Not impressed with her explanation, I decided to look kinkajou up for myself in my 2006 edition of Britannica that I have loaded on my PowerBook. I got this short article:


Well, not too bad. It gave me everything I need to know and then some. In preparation for this blog entry, I decided to look up kinkajou in the Wikipedia. To its credit, I got pretty much the same information--at least in regard to the main facts. But I nearly fell out of my chair when I noticed this sentence: "Paris Hilton's Kinkajou, "Baby Luv" has been in the media twice in the past two years; once when he scratched her and the CA Fish and Game Dept issued her a warning for illegally transporting the animal, and again in August 2006 when he bit her arm. Both injuries were minor. Owning a kinkajou in CA is illegal." Is this really important information to put an article about this animal? Will this be relevant in 50 years? In 50 days? [Note: it seems that evidently, there is a Wiki-squabble going on and various forms of the Paris Hilton incident have been added and removed over the last few days. If you decide to look up the kinkajou article and you think I made the whole Paris Hilton insertion up, please look at the history of the article. All I know is that I expect Google hits to my website to triple now that I've used the name "Paris Hilton" five times in one blog entry.] Regardless, this is a prime example of the lack of a final editorial control over the Wikipedia's content. Certainly, someone may remove objectionable content, but there's nothing to keep someone else from putting it back in. Such self-regulation appears very democratic on the surface, but it seems to me that there needs to be a final authority who can simply freeze content.

As an experiment of how easy it is to manipulate an article, I added a reference to myself in one. Now, I didn't add fraudulent information, but I did add irrelevant information. Under the famous residents section of the Wikipedia article on Shreveport, Louisiana, I listed myself as having been born there (which I was). I'm going to paste it here below because I don't think it's ethical for me to leave it there more than about 24 hours just to prove my point.


My name is in red because I created a stub for my name so that it could be edited, and thus a new article about yours truly could be created. Don't worry, as I said, I'm going to remove the whole thing. This is just to prove why I believe a peer-edited resource like Britannica is a much more reliable source of information than the Wikipedia.

David, I will concede to you a major point.

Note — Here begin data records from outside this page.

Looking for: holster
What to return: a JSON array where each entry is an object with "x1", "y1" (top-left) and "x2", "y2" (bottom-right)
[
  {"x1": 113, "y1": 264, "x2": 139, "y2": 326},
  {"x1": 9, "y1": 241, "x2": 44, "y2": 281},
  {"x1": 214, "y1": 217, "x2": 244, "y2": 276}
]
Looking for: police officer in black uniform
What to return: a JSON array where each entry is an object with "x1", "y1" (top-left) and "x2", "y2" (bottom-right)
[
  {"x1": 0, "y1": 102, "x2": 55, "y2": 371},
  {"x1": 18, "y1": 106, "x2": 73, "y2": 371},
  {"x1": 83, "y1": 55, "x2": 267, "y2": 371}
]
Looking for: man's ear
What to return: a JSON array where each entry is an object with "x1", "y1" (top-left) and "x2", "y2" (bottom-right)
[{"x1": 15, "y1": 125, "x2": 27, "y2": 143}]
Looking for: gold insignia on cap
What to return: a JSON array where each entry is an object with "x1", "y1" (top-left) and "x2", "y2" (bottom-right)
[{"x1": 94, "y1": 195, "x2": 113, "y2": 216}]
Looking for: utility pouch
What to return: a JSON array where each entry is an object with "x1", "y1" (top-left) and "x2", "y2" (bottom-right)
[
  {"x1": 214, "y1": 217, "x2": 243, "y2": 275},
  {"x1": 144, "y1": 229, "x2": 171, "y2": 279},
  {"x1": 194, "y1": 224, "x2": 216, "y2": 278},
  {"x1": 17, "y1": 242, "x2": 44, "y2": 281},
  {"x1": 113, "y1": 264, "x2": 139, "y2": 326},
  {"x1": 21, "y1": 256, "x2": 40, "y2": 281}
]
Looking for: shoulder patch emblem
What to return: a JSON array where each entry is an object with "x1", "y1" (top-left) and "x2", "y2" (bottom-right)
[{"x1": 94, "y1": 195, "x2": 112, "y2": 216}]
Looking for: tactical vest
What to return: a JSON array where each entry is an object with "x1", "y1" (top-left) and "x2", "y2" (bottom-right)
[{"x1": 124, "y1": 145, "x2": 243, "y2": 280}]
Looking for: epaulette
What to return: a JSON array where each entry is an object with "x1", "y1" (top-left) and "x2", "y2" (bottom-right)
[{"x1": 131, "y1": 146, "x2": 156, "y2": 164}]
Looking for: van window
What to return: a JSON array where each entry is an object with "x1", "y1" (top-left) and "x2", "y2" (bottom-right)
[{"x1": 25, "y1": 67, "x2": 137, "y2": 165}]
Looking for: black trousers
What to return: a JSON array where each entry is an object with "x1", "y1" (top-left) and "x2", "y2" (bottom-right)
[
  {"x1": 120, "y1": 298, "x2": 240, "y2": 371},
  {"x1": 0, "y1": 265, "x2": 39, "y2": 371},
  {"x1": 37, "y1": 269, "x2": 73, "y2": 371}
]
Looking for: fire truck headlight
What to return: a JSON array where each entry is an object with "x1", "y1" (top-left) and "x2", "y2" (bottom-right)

You wrote in your last post about this subject:

We can talk all we want about how wonderful the editors and writers are for EB but the simple fact is this:

Virtually no one has access to the Encyclopedia Britannica in the 21st century!

So if you consider that to be a problem (I do!), then our primary concern should be creating access to the EB. If the publishers don’t fix that problem, their excellent information is going to become rapidly irrelevant.


Frankly, I can only assume that the rise of the personal computer and especially the internet has hurt Britannica sales dramatically. If video killed the radio star, will the internet kill the bound encyclopedia? Maybe. Britannica is available in three forms: (1) the print bound set, (2) computer editions, and (3) all articles are available via the internet. But unlike the Wikipedia, none of these are free unless you count access to the bound sets at your local library. The fee-based internet editions are primarily sold to schools. The online edition is updated daily, but not by just anyone, and inclusions of pop-culture figures and events are weighed very carefully. But if the PTB at Britannica decided to simply give this information away for free to everyone over the internet, how would they stay in business? This is something I don't have an easy answer for.

Fortunately the Hitchhiker's Guide to the Galaxy says, DON'T PANIC.